Chromophobe renal cell carcinoma: this subtype accounts for about 5% (5 cases in 100) of RCCs. The cells of these cancers are also pale, like the clear cells, but are much larger and have certain other features that can be recognized when looked at with a microscope.
Rare types of renal cell carcinoma: these subtypes are very rare, each making up less than 1% of RCCs:
- Collecting duct RCC
- Multilocular cystic RCC
- Medullary carcinoma
- Mucinous tubular and spindle cell carcinoma
- Neuroblastoma-associated RCC
Unclassified renal cell carcinoma: rarely, renal cell cancers are labeled as unclassified because the way they look doesn’t fit into any of the other categories or because there is more than one type of cell present.
Other types of kidney cancers
Other types of kidney cancers include transitional cell carcinomas, Wilms tumors, and renal sarcomas.
Transitional cell carcinoma: of every 100 cancers in the kidney, about 5 to 10 are transitional cell carcinomas (TCCs), also known as urothelial carcinomas.
Transitional cell carcinomas don’t start in the kidney itself but in the lining of the renal pelvis (where the ureters meet the kidneys). This lining is made up of cells called transitional cells that look like the cells that line the ureters and bladder. Cancers that develop from these cells look like other urothelial carcinomas, such as bladder cancer, under the microscope. Like bladder cancer, these cancers are often linked to cigarette smoking and being exposed to certain cancer-causing chemicals in the workplace.
People with TCC often have the same signs and symptoms as people with renal cell cancer − blood in the urine and, sometimes, back pain.
For more information about transitional cell carcinoma, see Bladder Cancer.
Wilms tumor (nephroblastoma): Wilms tumors almost always occur in children. This type of cancer is very rare among adults. To learn more about this type of cancer, see Wilms Tumor.

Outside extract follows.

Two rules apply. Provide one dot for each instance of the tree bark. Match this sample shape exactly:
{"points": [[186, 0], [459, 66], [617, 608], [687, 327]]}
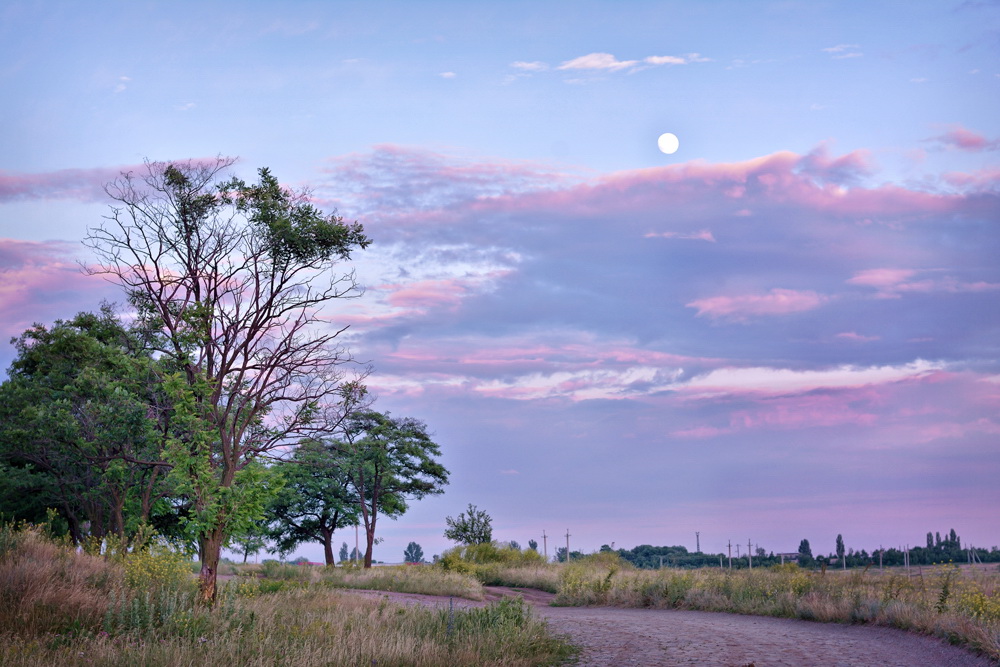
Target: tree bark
{"points": [[328, 547], [211, 551]]}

Renal sarcoma: renal sarcomas are a rare type of kidney cancer that begins in the blood vessels or connective tissue of the kidney. They make up less than 1% of all kidney cancers.
Sarcomas are discussed in more detail in Sarcoma- Adult Soft Tissue Cancer.

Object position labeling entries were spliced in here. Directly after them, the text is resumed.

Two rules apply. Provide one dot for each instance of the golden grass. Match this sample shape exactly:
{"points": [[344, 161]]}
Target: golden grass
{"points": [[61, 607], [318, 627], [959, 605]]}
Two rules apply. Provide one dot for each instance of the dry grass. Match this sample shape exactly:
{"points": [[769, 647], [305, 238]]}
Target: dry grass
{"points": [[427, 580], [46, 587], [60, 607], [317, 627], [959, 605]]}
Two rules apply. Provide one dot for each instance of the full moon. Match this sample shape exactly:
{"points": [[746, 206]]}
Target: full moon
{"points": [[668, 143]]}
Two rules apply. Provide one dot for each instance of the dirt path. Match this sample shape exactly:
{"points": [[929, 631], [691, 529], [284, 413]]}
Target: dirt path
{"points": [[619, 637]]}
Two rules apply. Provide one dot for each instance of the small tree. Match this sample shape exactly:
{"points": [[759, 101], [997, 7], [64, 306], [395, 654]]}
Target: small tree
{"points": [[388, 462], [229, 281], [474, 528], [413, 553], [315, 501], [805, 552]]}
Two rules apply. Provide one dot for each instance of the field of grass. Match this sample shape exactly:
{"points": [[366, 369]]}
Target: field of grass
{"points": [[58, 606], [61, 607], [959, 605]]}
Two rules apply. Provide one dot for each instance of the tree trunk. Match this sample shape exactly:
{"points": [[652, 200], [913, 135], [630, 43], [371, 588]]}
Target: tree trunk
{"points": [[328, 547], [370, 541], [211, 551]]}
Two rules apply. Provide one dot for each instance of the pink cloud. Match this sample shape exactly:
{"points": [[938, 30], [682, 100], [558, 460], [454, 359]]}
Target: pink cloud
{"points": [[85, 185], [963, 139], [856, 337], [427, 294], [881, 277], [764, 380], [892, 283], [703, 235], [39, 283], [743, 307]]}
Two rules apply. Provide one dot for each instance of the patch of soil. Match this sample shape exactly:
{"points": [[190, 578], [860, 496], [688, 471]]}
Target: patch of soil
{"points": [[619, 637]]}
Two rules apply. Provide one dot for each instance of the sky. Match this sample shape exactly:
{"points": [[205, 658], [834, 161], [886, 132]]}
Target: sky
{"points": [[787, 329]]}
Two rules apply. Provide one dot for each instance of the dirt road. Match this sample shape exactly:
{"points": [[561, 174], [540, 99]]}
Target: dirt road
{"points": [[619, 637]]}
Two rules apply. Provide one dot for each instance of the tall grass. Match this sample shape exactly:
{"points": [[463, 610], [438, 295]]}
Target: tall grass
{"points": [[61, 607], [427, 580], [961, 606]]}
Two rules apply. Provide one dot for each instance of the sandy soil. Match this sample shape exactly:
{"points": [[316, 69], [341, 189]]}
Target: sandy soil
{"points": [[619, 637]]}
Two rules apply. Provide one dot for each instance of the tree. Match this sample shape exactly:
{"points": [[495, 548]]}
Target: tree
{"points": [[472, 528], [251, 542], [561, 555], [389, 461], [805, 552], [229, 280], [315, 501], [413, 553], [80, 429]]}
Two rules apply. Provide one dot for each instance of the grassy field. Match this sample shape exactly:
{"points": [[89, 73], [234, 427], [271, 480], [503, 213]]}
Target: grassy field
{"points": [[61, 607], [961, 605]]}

Benign (non-cancerous) kidney tumors
Some kidney tumors are benign (non-cancerous). This means they do not metastasize (spread) to other parts of the body, although they can still grow and cause problems.
Benign kidney tumors can be treated by removing or destroying them, using many of the same treatments that are also used for kidney cancers, such as surgery, radiofrequency ablation, and arterial embolization. The choice of treatment depends on many factors, such as the size of the tumor and if it is causing any symptoms, the number of tumors, whether tumors are in both kidneys, and the person’s general health.

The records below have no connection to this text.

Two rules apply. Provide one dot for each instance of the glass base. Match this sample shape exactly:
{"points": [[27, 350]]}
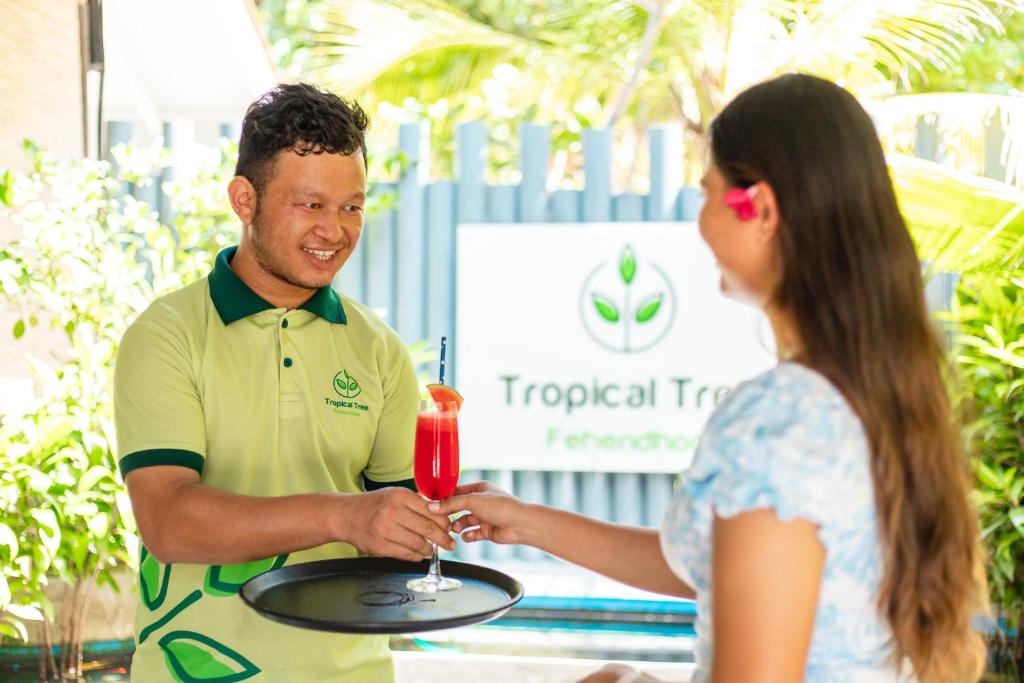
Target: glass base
{"points": [[430, 584]]}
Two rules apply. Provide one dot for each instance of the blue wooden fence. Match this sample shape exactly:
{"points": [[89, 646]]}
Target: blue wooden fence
{"points": [[406, 265]]}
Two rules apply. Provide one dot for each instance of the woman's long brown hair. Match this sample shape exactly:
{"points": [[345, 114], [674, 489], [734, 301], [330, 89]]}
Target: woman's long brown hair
{"points": [[852, 283]]}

Renal adenoma: renal adenomas are the most common benign kidney tumors. They are small, slow-growing tumors that are often found on imaging tests (such as CT scans) when the doctor is looking for something else. Seen with a microscope, they look a lot like low-grade (slow-growing) renal cell carcinomas.
In rare cases, tumors first thought to be renal adenomas turn out to be small renal cell carcinomas. Because they are hard to tell apart, suspected adenomas are often treated like renal cell cancers.
Oncocytoma: oncocytomas are benign kidney tumors that can sometimes grow quite large. As with renal adenomas, it can sometimes be hard to tell them apart from kidney cancers. Oncocytomas do not normally spread to other organs, so surgery often cures them.
Angiomyolipoma: angiomyolipomas are rare. They often develop in people with tuberous sclerosis, a genetic condition that also affects the heart, eyes, brain, lungs, and skin. These tumors are made up of different types of connective tissues (blood vessels, smooth muscles, and fat). If they aren’t causing any symptoms, they can often just be watched closely. If they start causing problems (like pain or bleeding), they may need to be treated.